Par la suite,  j’ai réussie à trouver un travail comme commerciale, je n’ai pas eu à leur parler de mon handicap car ils m’ont embauchée immédiatement. Quand ils l’ont su ils ne m’ont pas demandé ce que j’avais.  Ils n’ont jamais respecté mon handicap alors qu’ils recevaient les aides (1700€ tous les 6 mois)… mais je n’avais même pas une chaise ! J’étais en plein soleil, jusqu’à 50° un jour d’été, sans ventilateur ni clim, dans un coin de la pièce avec un tabouret, ça leur passait au-dessus. Moi j’avais peur de perdre mon travail donc je faisais avec…

C’était une imprimerie, il y avait des machines, on me mettait dessus alors que je n’avais aucune qualification et que les machines n’étaient pas aux normes de sécurité…

La voiture de fonction n’avait pas passé un contrôle technique depuis longtemps, je prenais des risques car peu de choses fonctionnaient encore, après quelques mois ils me faisaient faire les livraisons car ils n’avaient plus le temps de le faire, j’ai été forcée de le faire, jusqu’au jour où je me suis fait très mal au dos en soulevant un carton, j’ai été mise en accident de travail, on a passé des radios, une vertèbre s’était déplacée et on s’est rendu compte qu’il me manquait (de naissance) un os dans la colonne, la médecine du travail m’a donc demandée de tout leur expliquer, ils m’ont déclarée inapte au poste (à cause de la station debout, des conditions de travail…), de plus ils m’ont dit que je ne pourrais plus porter de poids au-delà de 5kg. J’ai donc été licenciée pour inaptitude.

A partir de ce jour-là, j’ai pu « revivre » car mon expérience de 18 mois dans cette entreprise avait été un véritable enfer physiquement et psychologiquement.

Désormais je recherche un poste assis, avec un peu de commercial si possible, et surtout dans de grandes entreprises qui recherchent des travailleurs handicapées, comme ça je prends moins de risques.

J'ai été ré - embauchée par le HECA (Handicap et Emploi au Crédit Agricole) en septembre 2012 dans le cadre d'un DU (diplôme universitaire) banque et assurances. Je suis donc en contrat de professionnalisation pendant un an. 

Je ne serais pas forcément titularisée à la fin mais en attenant je suis assistante de clientèle à l’accueil et ça me plaît.

Thème 4: La FÉDÉEH

La FÉDÉEH m’a beaucoup aidé, le 09/02/12 ils avaient organisé un Handicafé© , super idée, il y avait des entreprises, d’autres jeunes atteints de handicaps divers et variés avec qui j’ai pu partager, certains avec qui j’ai pu garder contact.
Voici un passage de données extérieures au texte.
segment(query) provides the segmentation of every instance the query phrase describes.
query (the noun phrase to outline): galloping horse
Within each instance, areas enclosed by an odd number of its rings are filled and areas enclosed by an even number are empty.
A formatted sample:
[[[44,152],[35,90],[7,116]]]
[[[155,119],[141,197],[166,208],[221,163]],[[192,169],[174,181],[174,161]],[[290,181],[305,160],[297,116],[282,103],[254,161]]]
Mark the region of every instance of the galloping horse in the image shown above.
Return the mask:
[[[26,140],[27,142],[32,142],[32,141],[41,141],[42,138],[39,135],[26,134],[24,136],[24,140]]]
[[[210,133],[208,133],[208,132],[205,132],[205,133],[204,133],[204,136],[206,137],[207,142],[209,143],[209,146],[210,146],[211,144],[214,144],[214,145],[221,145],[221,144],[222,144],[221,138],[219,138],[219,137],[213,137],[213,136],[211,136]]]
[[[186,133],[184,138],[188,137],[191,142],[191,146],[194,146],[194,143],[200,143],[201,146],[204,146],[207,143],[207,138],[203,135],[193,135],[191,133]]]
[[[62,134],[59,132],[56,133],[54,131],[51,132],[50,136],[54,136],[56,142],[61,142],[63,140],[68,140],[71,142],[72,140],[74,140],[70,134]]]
Les employeurs présent étaient compréhensifs concernant le handicap on pouvait en parler sans avoir l’air « différent », j’ai fait des rencontres intéressantes et j’ai été rappelée par le Crédit Agricole ou j’ai travaillé 1 mois.

J’espère que la FÉDÉEH continuera ses actions et à faire aussi bien son travail, hâte le prochain Handicafé©.